“If he wants it, he has all the skills. He just needs to develop them and he could be like no other player I’ve played with,” O’Connor said on Thursday in the country Queensland town of Dalby.
“He just moves very differently. He’s so smooth. His steps are so big. He’s got long arms so he’ll palm you off and if you go low his stride length is so big. I think he’ll make a lot of us look good.”
O’Connor offered up an interesting analogy to best explain Petaia’s potential.
“I saw a photo on Instagram the other day of greyhound racing,” O’Connor said. “It’s just a photo of cheetahs in the blocks and there are all these other greyhounds that are running out of the gate.

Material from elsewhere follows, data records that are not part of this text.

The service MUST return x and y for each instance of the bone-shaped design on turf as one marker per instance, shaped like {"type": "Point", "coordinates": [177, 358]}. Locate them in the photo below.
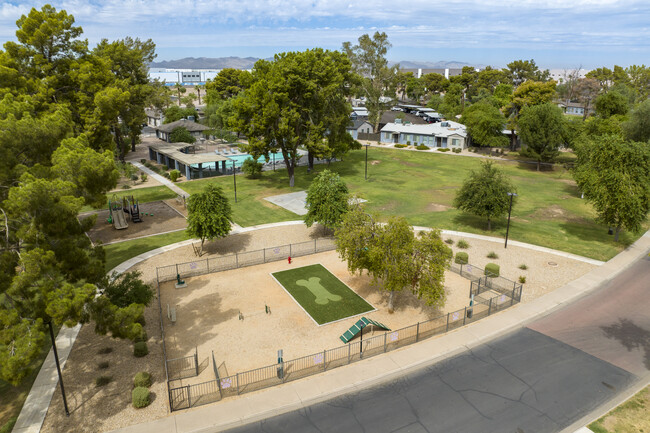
{"type": "Point", "coordinates": [323, 296]}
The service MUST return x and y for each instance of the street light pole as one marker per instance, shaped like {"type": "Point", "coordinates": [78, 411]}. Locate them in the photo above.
{"type": "Point", "coordinates": [234, 178]}
{"type": "Point", "coordinates": [367, 145]}
{"type": "Point", "coordinates": [58, 368]}
{"type": "Point", "coordinates": [511, 195]}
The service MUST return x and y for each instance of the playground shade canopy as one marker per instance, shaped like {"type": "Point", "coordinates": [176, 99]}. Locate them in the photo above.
{"type": "Point", "coordinates": [358, 326]}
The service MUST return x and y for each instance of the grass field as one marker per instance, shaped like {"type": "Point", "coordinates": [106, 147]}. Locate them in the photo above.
{"type": "Point", "coordinates": [323, 296]}
{"type": "Point", "coordinates": [421, 187]}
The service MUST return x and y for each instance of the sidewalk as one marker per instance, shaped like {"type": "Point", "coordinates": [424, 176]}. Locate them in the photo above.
{"type": "Point", "coordinates": [295, 395]}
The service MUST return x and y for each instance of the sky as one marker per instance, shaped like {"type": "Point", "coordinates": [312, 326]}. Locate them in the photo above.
{"type": "Point", "coordinates": [556, 33]}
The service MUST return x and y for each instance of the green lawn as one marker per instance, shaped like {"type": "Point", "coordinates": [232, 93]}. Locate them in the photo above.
{"type": "Point", "coordinates": [323, 296]}
{"type": "Point", "coordinates": [143, 195]}
{"type": "Point", "coordinates": [122, 251]}
{"type": "Point", "coordinates": [421, 187]}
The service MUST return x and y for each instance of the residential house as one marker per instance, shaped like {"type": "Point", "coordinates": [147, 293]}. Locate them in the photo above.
{"type": "Point", "coordinates": [196, 129]}
{"type": "Point", "coordinates": [445, 134]}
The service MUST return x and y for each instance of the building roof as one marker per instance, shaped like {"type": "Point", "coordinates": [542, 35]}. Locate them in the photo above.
{"type": "Point", "coordinates": [433, 129]}
{"type": "Point", "coordinates": [172, 150]}
{"type": "Point", "coordinates": [183, 123]}
{"type": "Point", "coordinates": [357, 123]}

It’s like the cheetah doesn’t have to do anything because it’s almost insulted that it has to race against the greyhound, so it’s chilling there.
“Not that he [Petaia] is insulted by it, but he knows what he’s got and he knows if he does his little work and preparation to get himself to work, he backs himself.”
And if the midfield combination works a treat in the opening few rounds of Super Rugby – the Reds have three matches on the road to begin against the Brumbies, Lions and Jaguares – the pair could end up there together in a gold jersey.
“There’s no doubt where we’ll be putting our hand up,” O’Connor said.
Coach Brad Thorn is more than comfortable with O’Connor at 12 in the absence of Samu Kerevi, who will be a major loss for the Reds this season.
“I think he would consider himself a 12 and I think it probably also works with our back line,” Thorn said. “He can also play at 10. At 12 he’s a great link to the outsides and insides.”
NSW prodigy Will Harrison has been given a start at No.10, while the Reds have named up-and-comer Isaac Lucas at five-eighth, who is another highly rated player.
All eyes will be on the two rookies who teamed up for the Junior Wallabies last year.
Both sides had a training run on a heavy track in Dalby, where locals will flood in to watch the two arch-rivals get through their final hit-out before the Super Rugby season starts next weekend.